In other words, if climate change were to be redefined as a property rights issue in the U.S., this would not necessarily preclude federal or state government involvement.
“Litigation would improve the public understanding of the science of climate change,” Dawson argues. “Reports of the testimony of a range of expert witnesses would disseminate a more balanced account of climate science than the biased and artificially constructed dogma of the [Intergovernmental Panel on Climate Change] IPCC.”
“The courts would call expert witnesses,” writes Dawson, continuing, “So firms would have an incentive to fund research into the many uncertainties of climate change. This would give a boost to the growing number of climate skeptics and challenge the monopoly position of the IPCC.”
But would disputing climate change science in the British courts really lead to a more unbiased outlook which acknowledges the uncertainly of the science? Such did not happen in the U.S., as can by seen by Supreme Court’s majority opinion in Massachusetts et al. v. EPA (pdf). “A well-documented rise in global temperatures has coincided with a significant increase in the concentration of carbon dioxide in the atmosphere,” begins the 2007 majority opinion, delivered by Justice John Paul Stevens. “Respected scientists believe the two trends are related.”
The 5-4 majority opinion concluded that the “EPA’s refusal to regulate CO2 has led to ‘actual’ and ‘imminent’ harm to the state of Massachusetts, mainly in the form of rising sea-levels along the state’s coast,” states the Pew Center on Global Climate Change website.
As Accuracy in Academia has documented in a recent special report, there are currently significant financial incentives for climate change researchers to exaggerate the dangers of increased global temperatures, such as in Pennsylvania State University professor Michael Mann’s case. While currently under investigation by his own university, Prof. Mann is currently under formal investigation by Penn State, but his employment poses a significant financial conflict of interest: he can be connected to over $4 million in climate-change-related grants since he was hired by Penn State, according to his own curriculum vitae; more than $2 million of these monies are in ongoing grants.

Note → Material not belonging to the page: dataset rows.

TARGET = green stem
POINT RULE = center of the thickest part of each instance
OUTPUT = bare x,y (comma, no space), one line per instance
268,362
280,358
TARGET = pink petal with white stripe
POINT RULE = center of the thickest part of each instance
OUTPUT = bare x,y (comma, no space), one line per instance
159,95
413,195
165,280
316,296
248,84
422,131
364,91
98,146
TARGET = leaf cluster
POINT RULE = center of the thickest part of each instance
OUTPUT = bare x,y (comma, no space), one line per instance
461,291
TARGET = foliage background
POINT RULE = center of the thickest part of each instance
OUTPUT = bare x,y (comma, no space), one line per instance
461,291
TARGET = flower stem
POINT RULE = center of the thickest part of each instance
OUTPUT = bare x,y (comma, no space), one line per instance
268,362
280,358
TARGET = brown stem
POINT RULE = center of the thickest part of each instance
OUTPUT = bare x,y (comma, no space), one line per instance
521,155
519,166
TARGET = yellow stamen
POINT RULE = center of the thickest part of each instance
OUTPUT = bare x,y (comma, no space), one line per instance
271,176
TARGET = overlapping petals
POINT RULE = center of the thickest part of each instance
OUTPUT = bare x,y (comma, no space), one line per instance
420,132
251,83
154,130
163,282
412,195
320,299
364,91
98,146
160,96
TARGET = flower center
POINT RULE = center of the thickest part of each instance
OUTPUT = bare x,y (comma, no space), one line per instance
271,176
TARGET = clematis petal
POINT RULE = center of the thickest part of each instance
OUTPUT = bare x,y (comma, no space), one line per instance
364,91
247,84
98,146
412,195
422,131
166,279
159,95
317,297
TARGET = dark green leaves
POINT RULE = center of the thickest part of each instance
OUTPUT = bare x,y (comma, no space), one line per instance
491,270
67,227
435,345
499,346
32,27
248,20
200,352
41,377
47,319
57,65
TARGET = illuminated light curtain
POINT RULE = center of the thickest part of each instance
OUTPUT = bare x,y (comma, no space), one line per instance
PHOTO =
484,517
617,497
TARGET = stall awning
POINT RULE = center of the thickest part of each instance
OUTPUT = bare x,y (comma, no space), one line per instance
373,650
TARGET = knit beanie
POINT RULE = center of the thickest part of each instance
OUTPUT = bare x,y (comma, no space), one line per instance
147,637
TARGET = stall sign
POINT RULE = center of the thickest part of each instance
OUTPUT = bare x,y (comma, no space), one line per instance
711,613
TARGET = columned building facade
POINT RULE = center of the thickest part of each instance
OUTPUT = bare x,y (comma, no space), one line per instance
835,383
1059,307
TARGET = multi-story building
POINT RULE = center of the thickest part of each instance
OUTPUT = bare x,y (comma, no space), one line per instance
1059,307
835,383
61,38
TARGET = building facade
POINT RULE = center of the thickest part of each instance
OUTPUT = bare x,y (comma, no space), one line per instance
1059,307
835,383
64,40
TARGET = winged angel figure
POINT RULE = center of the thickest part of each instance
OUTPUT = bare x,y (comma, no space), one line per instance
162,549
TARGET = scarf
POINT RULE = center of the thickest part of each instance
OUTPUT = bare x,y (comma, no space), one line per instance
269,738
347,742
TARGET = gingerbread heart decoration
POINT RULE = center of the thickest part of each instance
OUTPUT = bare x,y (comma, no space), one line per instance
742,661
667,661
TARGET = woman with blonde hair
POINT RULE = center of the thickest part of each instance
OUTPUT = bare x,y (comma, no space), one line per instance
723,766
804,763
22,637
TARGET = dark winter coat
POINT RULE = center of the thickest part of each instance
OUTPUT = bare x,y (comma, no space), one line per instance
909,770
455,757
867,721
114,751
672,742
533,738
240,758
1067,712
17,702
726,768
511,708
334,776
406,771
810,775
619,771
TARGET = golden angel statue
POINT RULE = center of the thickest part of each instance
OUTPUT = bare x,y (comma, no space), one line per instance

In his essay Dawson maintains that “Tort litigation on the basis of strict liability would protect the right to a climate free from human intervention if the climate does need protecting, and, in case it does not, would save economic activity across the world from the imposition of unnecessary costs.”
That is unless the courts use their authority to direct governments to regulate CO2 levels on behalf of its citizens, citing the tragedy of the commons.
Bethany Stotts is staff writer at Accuracy in Academia.